In
all my years of playing on teams, my coaches pushed my teammates and me to go
harder, faster and give 110 percent. No
pain, no gain, right? You have to break
yourself down to build yourself up.
After
almost 20 years of Go! Go! Go! I was introduced to someone who had a completely
different outlook on training. His name
is Peter Shmock.
Peter
was the strength and conditioning coach for the Seattle Reign, a team in the short-lived
American Basketball League. I was
drafted in the inaugural 1996-97 year of the ABL and played with the Reign for
two seasons.
At
the time, I had never heard of Peter.
Later, I learned he was a two-time Olympian in the shot put and an NCAA
track and field All-American at the University of Oregon. He had also worked with the Seattle Mariners
and the Pacific Northwest Ballet. Not
too shabby!
My
teammates and I came from high-caliber college teams and were used to high-intensity
training. We were surprised when Peter
took a different approach. Oh we still
worked hard. We just worked
differently. And he took a more
individualized approach.
The
best example I have is when we ran outside on a track. We started together and were told to run one
lap. After one lap, we were to wait
until our heart rate reached a certain level, then we were to run another lap
(and another, and so on). We didn’t all stay
together. We wore heart-rate monitors
and ran when we were really ready.
He
led us in yoga and meditation. Others
rolled their eyes or complained after practice.

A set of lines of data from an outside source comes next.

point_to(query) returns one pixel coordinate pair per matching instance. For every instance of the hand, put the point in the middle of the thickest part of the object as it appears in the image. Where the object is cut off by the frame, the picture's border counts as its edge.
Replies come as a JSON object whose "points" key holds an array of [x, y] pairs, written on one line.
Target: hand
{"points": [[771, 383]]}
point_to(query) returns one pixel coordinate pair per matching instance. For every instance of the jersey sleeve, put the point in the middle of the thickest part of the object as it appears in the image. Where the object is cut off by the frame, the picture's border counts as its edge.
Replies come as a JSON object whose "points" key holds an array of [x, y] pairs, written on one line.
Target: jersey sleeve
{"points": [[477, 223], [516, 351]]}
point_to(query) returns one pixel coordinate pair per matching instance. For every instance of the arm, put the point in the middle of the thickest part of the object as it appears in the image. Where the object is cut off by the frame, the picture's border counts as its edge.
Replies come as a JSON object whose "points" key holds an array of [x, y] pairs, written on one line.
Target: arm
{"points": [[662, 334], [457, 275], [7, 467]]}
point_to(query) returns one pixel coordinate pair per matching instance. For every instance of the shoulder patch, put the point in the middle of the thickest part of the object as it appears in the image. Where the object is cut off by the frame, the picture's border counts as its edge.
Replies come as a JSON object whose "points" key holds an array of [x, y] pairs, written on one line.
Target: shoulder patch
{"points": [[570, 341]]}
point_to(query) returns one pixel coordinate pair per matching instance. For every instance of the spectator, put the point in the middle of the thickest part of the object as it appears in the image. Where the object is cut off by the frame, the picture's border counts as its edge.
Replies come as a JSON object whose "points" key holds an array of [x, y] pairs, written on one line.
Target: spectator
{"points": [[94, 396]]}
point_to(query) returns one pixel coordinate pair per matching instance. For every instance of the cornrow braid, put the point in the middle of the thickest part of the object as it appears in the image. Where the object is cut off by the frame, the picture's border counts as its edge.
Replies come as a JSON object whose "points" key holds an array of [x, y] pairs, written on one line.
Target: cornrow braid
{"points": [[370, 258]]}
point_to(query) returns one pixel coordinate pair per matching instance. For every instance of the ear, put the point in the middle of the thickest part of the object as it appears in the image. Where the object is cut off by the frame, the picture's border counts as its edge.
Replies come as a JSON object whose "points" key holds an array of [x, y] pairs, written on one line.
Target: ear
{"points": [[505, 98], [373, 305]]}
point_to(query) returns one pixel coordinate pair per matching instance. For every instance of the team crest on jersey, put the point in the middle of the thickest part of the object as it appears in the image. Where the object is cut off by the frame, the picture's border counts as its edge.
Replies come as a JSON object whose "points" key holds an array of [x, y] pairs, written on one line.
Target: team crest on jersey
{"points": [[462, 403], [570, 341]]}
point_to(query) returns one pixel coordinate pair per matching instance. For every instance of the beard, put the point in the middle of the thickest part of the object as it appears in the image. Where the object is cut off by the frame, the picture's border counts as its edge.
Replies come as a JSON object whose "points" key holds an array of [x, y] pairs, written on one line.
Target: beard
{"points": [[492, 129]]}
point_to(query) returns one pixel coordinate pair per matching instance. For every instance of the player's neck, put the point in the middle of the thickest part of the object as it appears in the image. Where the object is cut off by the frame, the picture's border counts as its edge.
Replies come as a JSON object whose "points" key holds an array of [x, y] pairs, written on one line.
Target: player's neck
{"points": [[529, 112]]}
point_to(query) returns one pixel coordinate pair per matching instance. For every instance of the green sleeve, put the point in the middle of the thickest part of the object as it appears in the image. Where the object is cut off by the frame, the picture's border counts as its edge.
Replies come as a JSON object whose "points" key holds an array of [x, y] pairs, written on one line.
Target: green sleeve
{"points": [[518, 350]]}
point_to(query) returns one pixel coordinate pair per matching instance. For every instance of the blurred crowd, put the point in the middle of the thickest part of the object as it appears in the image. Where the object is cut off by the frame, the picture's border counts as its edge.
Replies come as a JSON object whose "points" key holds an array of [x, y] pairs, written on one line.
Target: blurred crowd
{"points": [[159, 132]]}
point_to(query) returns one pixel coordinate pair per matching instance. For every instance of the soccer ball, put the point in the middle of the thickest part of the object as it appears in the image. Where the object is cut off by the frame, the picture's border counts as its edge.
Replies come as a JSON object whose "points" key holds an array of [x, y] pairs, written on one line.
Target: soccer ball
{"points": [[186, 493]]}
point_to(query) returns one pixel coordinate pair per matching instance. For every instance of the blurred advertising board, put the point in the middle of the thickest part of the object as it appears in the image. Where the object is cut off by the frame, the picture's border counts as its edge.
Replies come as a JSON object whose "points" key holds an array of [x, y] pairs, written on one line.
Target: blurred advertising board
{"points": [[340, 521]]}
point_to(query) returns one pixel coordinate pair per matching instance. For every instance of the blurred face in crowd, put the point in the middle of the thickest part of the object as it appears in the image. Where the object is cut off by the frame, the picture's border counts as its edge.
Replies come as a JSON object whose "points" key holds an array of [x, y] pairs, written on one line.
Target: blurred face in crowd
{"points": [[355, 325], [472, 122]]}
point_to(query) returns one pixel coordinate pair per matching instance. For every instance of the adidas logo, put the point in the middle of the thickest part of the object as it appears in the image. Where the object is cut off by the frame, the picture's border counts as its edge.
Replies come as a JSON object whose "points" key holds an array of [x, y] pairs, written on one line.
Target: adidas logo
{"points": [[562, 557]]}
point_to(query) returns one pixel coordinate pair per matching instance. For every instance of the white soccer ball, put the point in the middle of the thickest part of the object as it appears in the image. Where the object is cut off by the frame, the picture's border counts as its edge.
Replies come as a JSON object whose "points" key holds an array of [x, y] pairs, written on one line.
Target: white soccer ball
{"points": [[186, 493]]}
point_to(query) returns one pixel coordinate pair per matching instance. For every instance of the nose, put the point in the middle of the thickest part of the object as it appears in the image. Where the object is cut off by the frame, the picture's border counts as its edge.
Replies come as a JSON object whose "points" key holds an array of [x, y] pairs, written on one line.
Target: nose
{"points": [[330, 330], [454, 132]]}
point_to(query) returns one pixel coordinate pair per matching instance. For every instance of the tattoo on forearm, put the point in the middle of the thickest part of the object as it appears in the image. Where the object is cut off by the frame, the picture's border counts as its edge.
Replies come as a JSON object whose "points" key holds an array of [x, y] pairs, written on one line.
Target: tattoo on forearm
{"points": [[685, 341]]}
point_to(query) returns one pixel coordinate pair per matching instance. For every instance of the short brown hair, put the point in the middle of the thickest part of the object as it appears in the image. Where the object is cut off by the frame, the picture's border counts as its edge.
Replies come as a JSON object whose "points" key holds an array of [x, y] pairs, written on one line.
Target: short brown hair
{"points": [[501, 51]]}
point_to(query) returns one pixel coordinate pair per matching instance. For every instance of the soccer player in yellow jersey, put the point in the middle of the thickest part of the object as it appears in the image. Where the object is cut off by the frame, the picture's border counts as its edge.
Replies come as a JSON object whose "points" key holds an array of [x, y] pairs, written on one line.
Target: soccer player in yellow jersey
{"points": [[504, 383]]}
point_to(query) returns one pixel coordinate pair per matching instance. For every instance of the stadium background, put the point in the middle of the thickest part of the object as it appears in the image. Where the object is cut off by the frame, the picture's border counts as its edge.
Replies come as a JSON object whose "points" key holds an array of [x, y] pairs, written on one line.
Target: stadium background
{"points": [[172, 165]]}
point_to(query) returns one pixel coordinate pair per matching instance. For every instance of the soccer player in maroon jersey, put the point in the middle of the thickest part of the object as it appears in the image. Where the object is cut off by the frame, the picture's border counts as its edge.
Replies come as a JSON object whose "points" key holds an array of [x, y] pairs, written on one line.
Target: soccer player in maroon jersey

Me, being somewhat lazy in nature, appreciated the “less is more”
approach. I was up for that!
One
of the funniest (and actually “funnest”) days was when we met Peter in a
park. He told us to follow him and do
what he did. Picture a group of
20-something women in sports bras and shorts chasing a man around a public
park. He ran for a while, then stopped
and did pushups. Ran again, then did
dips on a bench. We did side jumps up a
hill. We did all kinds of crazy
things. I loved it!
Peter
was also the only person in my life who succeeded in getting me to gain
weight. My college coaches tried for
four years – weights, Ensure, eating peanut butter and jelly sandwiches before
I went to bed. No luck. How did Peter do it? He tapped into my competitive nature and
threw in a tall, good-looking guy. (See Post No. 415) I went from 165 to 174 in a few months.
For the next year or so I fought to hold on to that weight and continued
doing the same weight-lifting workouts. I
slowly returned to my fighting weight of 165.
I didn’t return to the Reign for the next season and mid-way through the
league went bankrupt. I eventually got a
real job and didn’t have time for daily two-hour workouts.
My
philosophy now is that any amount of time spent “working out” is better than
nothing. My gym is next to my office, so
that is very helpful. I work out in the
mornings during the week and do strength training at least two days a week and
cardio the other days, which consists of either a stationary bike, walking (I gave
up running for good last year), swimming or tennis. In the warmer months, I also bike 30-40 miles
on the weekends. I stretch and do core
exercises. Sometimes I get up when the
alarm goes off, sometimes I don’t. When I
don’t and I get to the gym with 20 or 30 minutes to do something, I do 20 or 30
minutes.
So
back to Peter. Last year I started
following him on his website and got regular motivational emails. Right before Christmas I heard he had written
a book, The Way of the Life Athlete, so
I bought it. I just finished it this
week and highly recommend it. He also
has a website: http://lifeathlete.com/.
You
may think, “I’m not an athlete, so this doesn’t pertain to me.” One of the quotes in Peter’s book sums it
up. Bill Bowerman, Peter’s track coach
at Oregon, and one of the co-founders of Nike, said, “If you have a body, you
are an athlete.” We are meant to move
and be active. We want to feel good and
be healthy. You can reap benefits at any level.
Go for a walk. Cut the
grass. Blow the dust off that bicycle sitting
in your garage. You’ll be amazed by how
much better you feel.
And
speaking of how you feel, pay attention to how your mind and body feels. A recent email I received from Peter had
another awesome quote from a friend of his.
“Exhaustion is not a status symbol.”
Our energy levels vary from day-to-day.
Pay attention! You don’t have to
power through to impress anyone. Take it
easy when you’re having a low energy day or not feeling your best. And then ramp it up when you’re more
energized. Now, if you have low energy
for a long period, maybe see a doctor.
But you’ll have those days now and then.
Many thanks to Peter for his insight and wisdom in helping me,
and many others, keep our minds and bodies moving in a positive direction.
Ok,
now get out there and live your best life as a life athlete. And buy Peter’s book!